A U.S. district court ordered a stop to guidelines issued by the Biden administration that directed hospitals to conduct abortions if the procedure is deemed necessary to stabilize a pregnant woman suffering an emergency medical condition, even if local or state laws forbid the practice.
Judge James Hendrix ruled on August 23 in favor of Texas’ legal complaint asking for relief from federal regulations that suggested healthcare providers “must” provide abortions in certain instances, even if doing so would violate state laws.
Following the U.S. Supreme Court’s decision in Dobbs v. Jackson, which ruled that “there is no constitutional right to abortion,” President Joe Biden and members of his administration took steps to circumvent the decision.
President Biden’s original executive order, as reported by The Dallas Express, claimed that “the Federal Government is taking action to protect healthcare service delivery and promote access to critical reproductive healthcare services, including abortion.”
He ordered Xavier Becerra, the secretary of Health and Human Services (HHS), to identify options “to protect and expand access to abortion care, including medication abortion.”
Shortly after that, Becerra issued a letter to healthcare providers insisting that the Emergency Medical Treatment and Active Labor Act (EMTALA) passed in 1986 now included abortion within its definition of emergency or life-saving treatment:
“Thus, if a physician believes that a pregnant patient presenting at an emergency department … is experiencing an emergency medical condition as defined by EMTALA, and that abortion is the stabilizing treatment necessary to resolve that condition, the physician must provide that treatment.”
Furthermore, he indicated to providers that their “professional and legal duty to provide stabilizing medical treatment … preempts any directly conflicting state law that might otherwise prohibit such treatment.”
In response to this, the State of Texas sued Becerra and other federal officials and agencies, condemning what it considered an “attempt to use federal law to transform every emergency room in the country into a walk-in abortion clinic.”
The legal complaint suggested that “No federal statute confers a right to abortion.
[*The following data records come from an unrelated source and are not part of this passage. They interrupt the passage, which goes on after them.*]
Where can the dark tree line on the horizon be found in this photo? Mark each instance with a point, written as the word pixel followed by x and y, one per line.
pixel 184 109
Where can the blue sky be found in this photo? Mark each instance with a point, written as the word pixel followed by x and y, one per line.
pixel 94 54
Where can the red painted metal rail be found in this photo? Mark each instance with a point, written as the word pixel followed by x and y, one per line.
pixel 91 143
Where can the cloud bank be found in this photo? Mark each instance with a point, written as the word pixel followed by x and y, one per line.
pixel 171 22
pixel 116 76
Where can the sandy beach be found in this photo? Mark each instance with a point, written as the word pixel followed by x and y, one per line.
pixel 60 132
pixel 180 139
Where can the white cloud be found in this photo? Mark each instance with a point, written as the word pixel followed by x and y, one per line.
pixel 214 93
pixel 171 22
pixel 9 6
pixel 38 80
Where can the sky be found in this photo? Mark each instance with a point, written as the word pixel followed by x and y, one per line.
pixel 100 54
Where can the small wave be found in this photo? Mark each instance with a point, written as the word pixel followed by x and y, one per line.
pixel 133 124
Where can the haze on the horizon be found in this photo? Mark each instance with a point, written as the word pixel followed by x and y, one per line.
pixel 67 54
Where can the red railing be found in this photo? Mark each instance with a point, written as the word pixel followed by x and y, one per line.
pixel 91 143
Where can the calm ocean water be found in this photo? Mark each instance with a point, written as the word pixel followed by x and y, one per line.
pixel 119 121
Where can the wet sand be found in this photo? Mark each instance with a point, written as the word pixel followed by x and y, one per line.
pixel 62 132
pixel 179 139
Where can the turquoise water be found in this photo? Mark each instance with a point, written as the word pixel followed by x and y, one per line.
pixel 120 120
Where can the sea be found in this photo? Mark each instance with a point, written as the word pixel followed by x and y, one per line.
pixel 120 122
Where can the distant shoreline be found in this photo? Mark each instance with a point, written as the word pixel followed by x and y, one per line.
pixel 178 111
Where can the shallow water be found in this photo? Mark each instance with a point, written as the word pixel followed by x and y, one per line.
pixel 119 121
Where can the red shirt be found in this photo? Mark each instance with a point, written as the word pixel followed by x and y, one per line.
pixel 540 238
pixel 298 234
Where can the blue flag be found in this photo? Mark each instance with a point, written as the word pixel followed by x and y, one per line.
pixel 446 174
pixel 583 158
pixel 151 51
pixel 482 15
EMTALA is no different. It does not guarantee access to abortion. On the contrary, EMTALA contemplates that an emergency medical condition is one that threatens the life of the unborn child.”
Judge Hendrix delivered his decision last week, explaining that “The Supreme Court’s holding in Dobbs that the Constitution confers no right to an abortion caused a sea change, generating novel questions about the interplay of federal and state law.”
Pointing to the belief that Becerra’s letter went “well beyond EMTALA’s text, which protects both mothers and unborn children,” Hendrix concluded that the federal government “may not enforce the Guidance and Letter’s interpretation that Texas abortion laws are preempted by EMTALA.”
The original complaint from Texas and the district court’s decision noted that the state’s Human Life Protection Act permits abortions when the pregnant woman “has a life-threatening physical condition aggravated by, caused by, or arising from a pregnancy that places the female at risk of death.”